In the first time since Head Coach Sean McVay was hired by the Los Angeles Rams, the team has lost consecutive games. To make matters worse, both were nationally televised games on Sunday Night Football.
Sitting at 11-3 and with the slimmest of chances to regain the first seed in the NFC playoffs, the Rams will look to beat two division rivals over the remaining weeks and look for help from the Pittsburgh Steelers and Carolina Panthers.
Let’s jump into the stock report:
QB Jared Goff
Let me preface this by saying Goff wasn’t awful all game. He had a lot of solid plays and generally played a good game, but it was the handful of mistakes that came at the worst times and resulted in the worst plays. His first interception on the Reynolds target wasn’t bad as Reynolds needs to come back and fight for the ball, but that throw never should have been made. The play where his foot was stepped on, tripped, and threw an interception? That was horrific. Sometimes its best to just “eat” a bad play and not make it worse. The missed throws that both would have lead to potential touchdowns to RB Todd Gurley and TE Gerald Everett were massive missed opportunities. Also, Goff needs to work on his fade ball because overthrew Reynolds on three separate fade routes (two before half, one at end of the game).
PR JoJo Natson
Natson only had two chances to return punts and they both ended awfully. The first was a negative return that seen the Rams start their offensive drive at the 5-yard line, and the second was the infamous unforced fumble that changed the outcome of the game. If he just secures the punt properly, the Rams have a shot to tie the game with over three minutes left in the game and starting at their own 40-yard line.

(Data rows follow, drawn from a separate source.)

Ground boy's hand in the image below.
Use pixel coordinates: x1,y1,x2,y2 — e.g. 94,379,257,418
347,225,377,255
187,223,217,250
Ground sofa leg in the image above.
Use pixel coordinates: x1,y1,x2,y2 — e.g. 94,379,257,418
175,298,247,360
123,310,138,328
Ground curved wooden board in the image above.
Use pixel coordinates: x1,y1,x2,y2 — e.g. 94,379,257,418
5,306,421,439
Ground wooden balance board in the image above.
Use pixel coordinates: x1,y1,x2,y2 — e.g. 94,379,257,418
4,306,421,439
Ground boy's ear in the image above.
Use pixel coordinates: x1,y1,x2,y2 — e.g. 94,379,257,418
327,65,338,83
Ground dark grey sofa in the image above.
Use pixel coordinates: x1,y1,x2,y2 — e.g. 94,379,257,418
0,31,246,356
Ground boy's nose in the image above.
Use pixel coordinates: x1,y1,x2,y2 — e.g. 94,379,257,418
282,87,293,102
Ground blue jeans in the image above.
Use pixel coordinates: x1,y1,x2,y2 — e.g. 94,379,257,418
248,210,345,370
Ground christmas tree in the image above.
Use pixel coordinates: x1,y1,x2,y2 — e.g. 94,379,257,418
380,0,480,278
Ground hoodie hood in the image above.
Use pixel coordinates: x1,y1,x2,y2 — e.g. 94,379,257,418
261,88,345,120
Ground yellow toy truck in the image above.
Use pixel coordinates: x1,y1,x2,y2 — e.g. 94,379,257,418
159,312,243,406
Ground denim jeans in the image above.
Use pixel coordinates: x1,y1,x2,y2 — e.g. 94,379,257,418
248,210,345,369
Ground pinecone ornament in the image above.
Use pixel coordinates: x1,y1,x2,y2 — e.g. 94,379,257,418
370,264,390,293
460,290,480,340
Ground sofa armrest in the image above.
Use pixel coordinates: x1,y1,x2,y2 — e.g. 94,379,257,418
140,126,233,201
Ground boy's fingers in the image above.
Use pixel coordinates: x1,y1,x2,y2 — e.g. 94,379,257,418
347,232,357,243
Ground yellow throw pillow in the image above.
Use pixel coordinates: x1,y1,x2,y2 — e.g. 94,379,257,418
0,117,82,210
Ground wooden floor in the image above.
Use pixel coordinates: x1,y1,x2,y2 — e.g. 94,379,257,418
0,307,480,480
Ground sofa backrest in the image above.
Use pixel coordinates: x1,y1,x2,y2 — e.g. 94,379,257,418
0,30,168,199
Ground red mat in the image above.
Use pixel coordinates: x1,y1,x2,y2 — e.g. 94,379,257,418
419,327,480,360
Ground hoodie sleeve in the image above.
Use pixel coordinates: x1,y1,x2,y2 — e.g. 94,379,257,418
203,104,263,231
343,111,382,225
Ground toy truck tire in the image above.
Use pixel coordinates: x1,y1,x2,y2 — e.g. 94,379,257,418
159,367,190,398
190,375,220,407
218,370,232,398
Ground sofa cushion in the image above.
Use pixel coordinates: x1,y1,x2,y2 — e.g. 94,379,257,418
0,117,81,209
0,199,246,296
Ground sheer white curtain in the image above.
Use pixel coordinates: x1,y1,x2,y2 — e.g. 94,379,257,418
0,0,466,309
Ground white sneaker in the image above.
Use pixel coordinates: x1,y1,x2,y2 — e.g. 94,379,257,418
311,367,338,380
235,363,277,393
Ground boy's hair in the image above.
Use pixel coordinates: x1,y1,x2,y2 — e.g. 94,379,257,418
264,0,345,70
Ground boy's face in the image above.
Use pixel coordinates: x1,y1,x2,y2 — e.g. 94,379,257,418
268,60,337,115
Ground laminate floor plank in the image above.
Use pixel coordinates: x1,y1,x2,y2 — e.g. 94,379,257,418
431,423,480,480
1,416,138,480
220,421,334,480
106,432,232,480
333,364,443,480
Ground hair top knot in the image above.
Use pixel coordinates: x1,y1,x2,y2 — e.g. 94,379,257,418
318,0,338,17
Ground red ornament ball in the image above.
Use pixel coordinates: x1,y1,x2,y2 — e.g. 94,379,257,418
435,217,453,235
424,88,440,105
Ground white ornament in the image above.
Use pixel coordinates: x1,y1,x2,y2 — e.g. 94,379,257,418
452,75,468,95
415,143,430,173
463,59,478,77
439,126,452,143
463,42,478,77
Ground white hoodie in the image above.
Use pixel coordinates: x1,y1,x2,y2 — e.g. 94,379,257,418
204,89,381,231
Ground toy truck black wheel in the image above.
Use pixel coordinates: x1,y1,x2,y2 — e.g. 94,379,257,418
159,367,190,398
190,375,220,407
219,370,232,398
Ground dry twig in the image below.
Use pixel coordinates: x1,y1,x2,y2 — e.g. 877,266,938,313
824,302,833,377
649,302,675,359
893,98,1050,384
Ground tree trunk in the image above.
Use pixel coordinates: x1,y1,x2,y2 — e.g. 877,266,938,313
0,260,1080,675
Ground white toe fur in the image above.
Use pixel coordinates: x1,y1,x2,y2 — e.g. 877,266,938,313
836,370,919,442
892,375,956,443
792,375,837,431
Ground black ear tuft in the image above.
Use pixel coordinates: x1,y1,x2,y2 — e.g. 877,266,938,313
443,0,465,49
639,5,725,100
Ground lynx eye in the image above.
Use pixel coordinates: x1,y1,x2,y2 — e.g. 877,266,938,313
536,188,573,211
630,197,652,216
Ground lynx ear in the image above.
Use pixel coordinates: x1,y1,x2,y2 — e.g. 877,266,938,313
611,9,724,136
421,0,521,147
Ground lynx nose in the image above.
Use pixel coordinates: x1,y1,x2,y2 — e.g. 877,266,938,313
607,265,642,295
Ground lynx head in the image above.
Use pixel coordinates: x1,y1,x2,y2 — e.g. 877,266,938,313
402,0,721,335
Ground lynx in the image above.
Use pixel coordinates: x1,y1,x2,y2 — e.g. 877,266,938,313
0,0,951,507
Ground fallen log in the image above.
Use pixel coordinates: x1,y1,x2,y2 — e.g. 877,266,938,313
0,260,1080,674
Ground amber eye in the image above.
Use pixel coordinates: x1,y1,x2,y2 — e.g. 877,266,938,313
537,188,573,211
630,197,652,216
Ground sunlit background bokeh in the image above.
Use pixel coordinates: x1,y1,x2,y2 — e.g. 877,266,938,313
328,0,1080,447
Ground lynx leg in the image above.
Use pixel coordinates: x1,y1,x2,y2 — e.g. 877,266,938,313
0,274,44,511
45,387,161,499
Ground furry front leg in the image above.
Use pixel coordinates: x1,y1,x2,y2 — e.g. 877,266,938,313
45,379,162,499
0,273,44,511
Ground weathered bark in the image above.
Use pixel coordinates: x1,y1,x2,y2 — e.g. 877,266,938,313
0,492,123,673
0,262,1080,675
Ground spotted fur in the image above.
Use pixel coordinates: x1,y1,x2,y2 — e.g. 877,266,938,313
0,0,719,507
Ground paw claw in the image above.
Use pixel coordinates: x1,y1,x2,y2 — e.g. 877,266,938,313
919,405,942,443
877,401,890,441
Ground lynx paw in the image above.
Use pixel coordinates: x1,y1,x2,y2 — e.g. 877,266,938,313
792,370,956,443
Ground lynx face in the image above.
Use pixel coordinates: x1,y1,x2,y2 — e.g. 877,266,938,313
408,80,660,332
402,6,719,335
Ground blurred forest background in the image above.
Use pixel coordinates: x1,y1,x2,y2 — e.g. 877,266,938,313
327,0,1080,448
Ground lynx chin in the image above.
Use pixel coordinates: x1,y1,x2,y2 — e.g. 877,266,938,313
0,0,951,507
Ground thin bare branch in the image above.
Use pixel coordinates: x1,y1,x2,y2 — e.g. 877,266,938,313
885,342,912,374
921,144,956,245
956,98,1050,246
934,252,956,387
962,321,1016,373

The Eagles did a fantastic job limiting DT Aaron Donald by double-teaming and sliding protections his way. Philly dared anybody else on the defensive line to beat them and it paid off. DT Ndamukong Suh gave QB Nick Foles a good hit or two, but outside of that, the unit generated almost no pressure whatsoever. The DL performed well against the run, but the lack of a formidable pass rush continues to haunt this defense.
KR Pharoh Cooper
Ever since his return from injured reserve, Cooper has had a minimal impact (if any at all). He returned two kicks for an average of 15.5 yards per return, or 10 yards less than a touchback. Not ideal, though one had to be fielded because it wasn’t going to reach the endzone.
RB Todd Gurley
Gurley continues to play like a man amongst boys. He was used heavily on the ground in the first half, though his usage tapered off in the second half as a runner which seems to have become a trend in recent weeks. Gurley finished the game with 12 carries for 48 yards and two touchdowns, he also chipped in with 10 receptions for 76 yards. Gurley would have had a touchdown reception up the seam had Goff given him a more accurate ball. The knee issue that came up mid-game seems as if it’ll be a non-factor moving forward.
WR Robert Woods
Robert Woods had himself a big game with seven receptions for 74 yards. A lot of those yards came after the catch. Woods routinely shook one or two defenders with the ball in his hands creating yardage when there was none. The lack of a deep passing game (or even attempt) is a bit strange because both Woods and Brandin Cooks proved they can be lethal in that regard, though teams are likely scheming those opportunities away.
SS John Johnson III
JJ3 is the best player on the defense not named Aaron Donald, that’s how great he’s become. JJ3 was involved in multiple third (and fourth) down run stops. His pass breakup in the endzone where TE Zach Ertz nearly had a touchdown was a thing of beauty. JJ3 has shown the versatility to play deep or near the line-of-scrimmage, proving there aren’t many weaknesses at all to his game.
Even though these are the only players listed, I actually think ILB’s Mark Barron and Cory Littleton (particularly Barron) had solid games. Barron finally looked alive again laying multiple big hits on defenders. FS Lamarcus Joyner looked good himself with multiple open field tackles though his blunder (as well as CB Aqib Talib) in coverage resulted in two wide open Eagles receivers streaking downfield for a massive gain. Talib really struggled in coverage on WR Alshon Jeffery, and Marcus Peters’ disinterest in tackling is quite strange.